Como então tornar a proposta do espiritismo mais atraente?
É preciso falar à inteligência e ao coração. Se perguntar: como eu vou falar com essa pessoa que está deprimida? O que ela quer, o que precisa e o que pode ouvir? É preciso colocar-se no lugar dela, entender a sua dor. Isso exige mais esforço. Hoje muita gente no espiritismo já tem uma fala melhor, mais atualizada, sem perder o conteúdo, a base de Kardec. Mas dá trabalho. É bem mais difícil do que ler um trechinho do Evangelho.


E a divulgação do espiritismo nas mídias espíritas, nas editoras, está cumprindo seu papel?
Acho que sim, mas o espiritismo tem que ir para a mídia não espírita. Já estive falando sobre espiritismo em alguns programas de tevê. Curiosamente, no Brasil, a mídia não espírita é muito simpática ao espiritismo. Mas, se a gente começar a querer convencer todo mundo a ser espírita, vamos perder essa abertura. Temos o papel maravilhoso da internet, das redes sociais, dos vídeos que se propagam tão rapidamente. E isso depende da linguagem. Um vídeo enfadonho que diga: "Queridos irmãos, gostaríamos neste momento solene de discorrer sobre...", dançou. Você perdeu o cara no primeiro segundo. O que devemos é trazer numa linguagem mais sincera, natural e atual, mensagens onde reconheçamos nossos próprios limites no conhecimento, colocando-nos de igual para a igual. Vejo dirigentes dizendo "As pessoas erram! Vocês precisam agir assim ou assado!". Isso é autoritário, arrogante e ineficaz. Mais adequado seria assumir que todos estamos no mesmo barco, dizendo algo como: "Nós erramos". São detalhes, mas detalhes fundamentais que, se a gente não prestar atenção, perdemos o pé. Inclusive dentro do centro espírita.

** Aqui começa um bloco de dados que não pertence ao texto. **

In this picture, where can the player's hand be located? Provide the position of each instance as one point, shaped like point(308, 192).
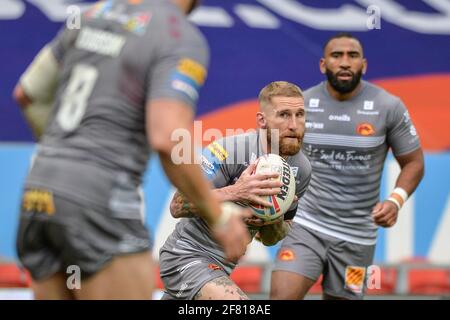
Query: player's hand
point(385, 214)
point(233, 234)
point(250, 187)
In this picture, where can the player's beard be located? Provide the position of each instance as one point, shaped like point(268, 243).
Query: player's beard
point(287, 147)
point(346, 86)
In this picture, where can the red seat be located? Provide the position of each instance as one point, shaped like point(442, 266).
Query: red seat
point(429, 281)
point(11, 276)
point(248, 278)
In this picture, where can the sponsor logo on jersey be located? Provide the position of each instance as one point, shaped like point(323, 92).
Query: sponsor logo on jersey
point(295, 171)
point(368, 113)
point(365, 129)
point(314, 103)
point(314, 125)
point(406, 117)
point(342, 117)
point(218, 151)
point(36, 200)
point(193, 70)
point(187, 266)
point(286, 179)
point(183, 287)
point(354, 278)
point(286, 255)
point(214, 267)
point(253, 158)
point(207, 166)
point(136, 22)
point(100, 41)
point(188, 77)
point(368, 105)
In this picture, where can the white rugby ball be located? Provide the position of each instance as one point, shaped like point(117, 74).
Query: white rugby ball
point(272, 163)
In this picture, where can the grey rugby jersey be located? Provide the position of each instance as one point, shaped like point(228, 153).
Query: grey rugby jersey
point(223, 163)
point(347, 143)
point(124, 56)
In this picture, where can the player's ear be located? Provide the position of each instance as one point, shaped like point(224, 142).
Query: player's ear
point(322, 66)
point(261, 120)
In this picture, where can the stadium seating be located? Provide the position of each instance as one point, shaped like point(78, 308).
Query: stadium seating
point(422, 279)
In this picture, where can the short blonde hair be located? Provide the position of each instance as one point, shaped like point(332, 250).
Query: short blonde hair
point(278, 89)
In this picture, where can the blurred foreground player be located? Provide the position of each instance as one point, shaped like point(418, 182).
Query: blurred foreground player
point(351, 126)
point(124, 82)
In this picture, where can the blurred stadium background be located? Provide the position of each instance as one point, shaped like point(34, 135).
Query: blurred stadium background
point(254, 42)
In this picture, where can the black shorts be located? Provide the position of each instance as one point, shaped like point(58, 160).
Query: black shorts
point(55, 233)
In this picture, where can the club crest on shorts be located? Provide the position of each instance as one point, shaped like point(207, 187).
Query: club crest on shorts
point(354, 278)
point(286, 255)
point(214, 267)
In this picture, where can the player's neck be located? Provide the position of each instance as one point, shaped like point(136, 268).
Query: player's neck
point(269, 150)
point(343, 96)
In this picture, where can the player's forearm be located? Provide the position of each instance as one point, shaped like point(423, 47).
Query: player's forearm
point(271, 234)
point(410, 175)
point(180, 207)
point(191, 183)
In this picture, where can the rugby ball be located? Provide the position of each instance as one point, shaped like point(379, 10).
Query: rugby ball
point(281, 202)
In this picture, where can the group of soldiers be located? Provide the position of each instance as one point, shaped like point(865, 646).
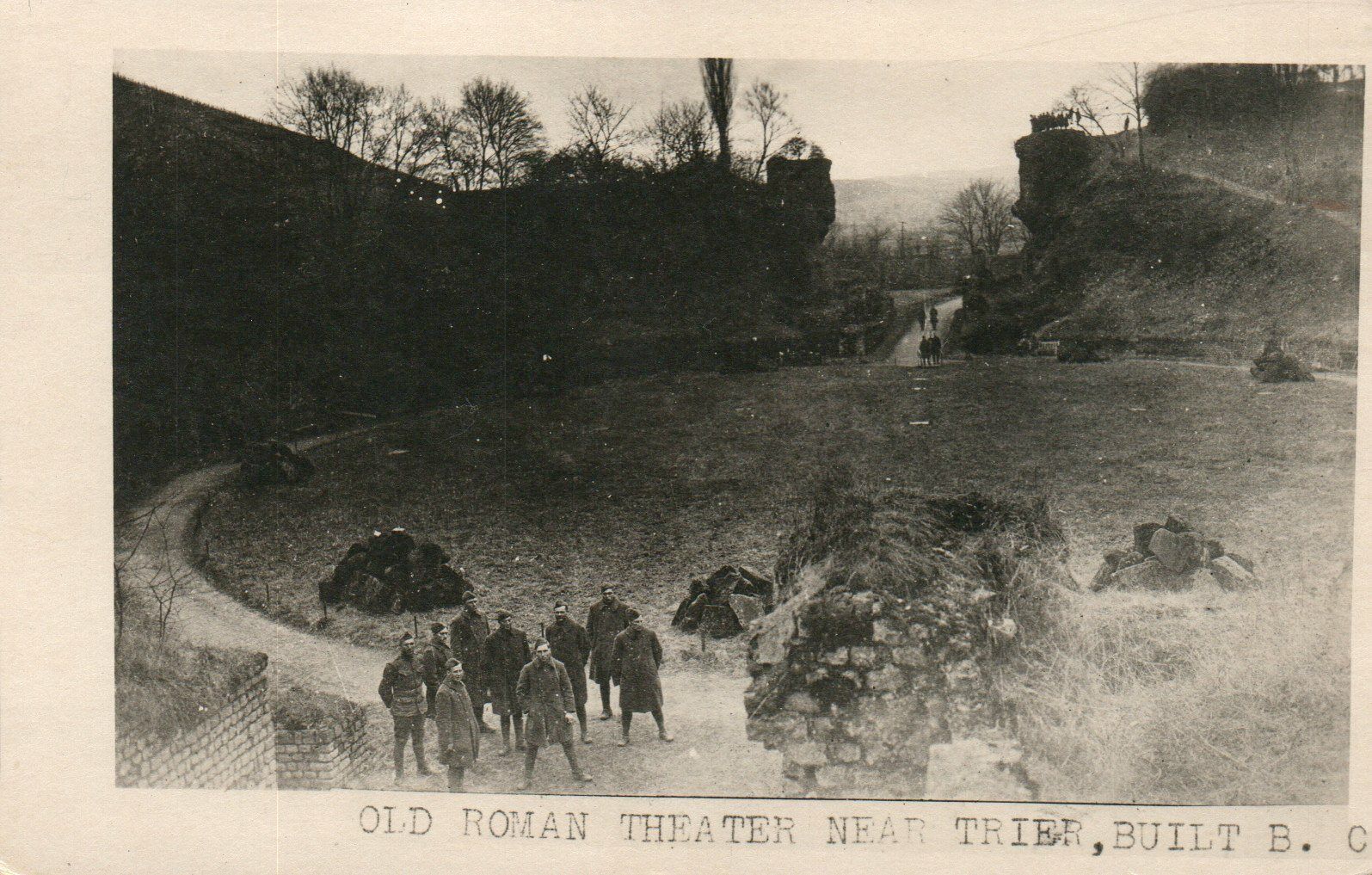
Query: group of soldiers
point(931, 350)
point(535, 692)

Você escreve dessa forma inclusiva, como se estivesse passando por aquela experiência também. É isso mesmo?
Sim. Em meus livros há muitos casos pessoais. Eu me coloco na situação, porque é real, passei e passo por tudo isso. Escrevo sobre o que vivo e observo. Lembro que em uma reunião de diretoria, como executivo, houve uma questão que exigia mudanças e um diretor disse: "Mas a empresa não faz isso". Eu alertei: a empresa inexiste, a empresa somos nós! Essa é a mesma questão na casa espírita. O outro somos nós. Erramos tanto quanto. É se colocar na situação, olhar o outro com o olhar dele, observar nosso entorno.


Você acredita que estejamos desatentos a esses pequenos gestos?
Há quem já esteja bastante atento. Mas muitos ainda estamos mais focados nas atitudes do outro. Criticamos o outro, o picareta. Mas e eu, que passo pelo acostamento, que pego dois recibos para descontar no plano de saúde e que não devolvo o troco que veio a mais? Desconsideramos situações pessoais e ainda nos justificamos: "Não devolvi porque ele já está ganhando demais". Deveríamos nos observar honestamente. No fundo, estamos todos num pequeno bote. Uns mais na popa e outros mais na proa, mas o barco da diferença moral é pequeno e estamos todos juntos. Ter consciência de nossa precariedade moral muda a nossa forma de ver o outro e nos faz ficar mais espertos no nosso autoconhecimento.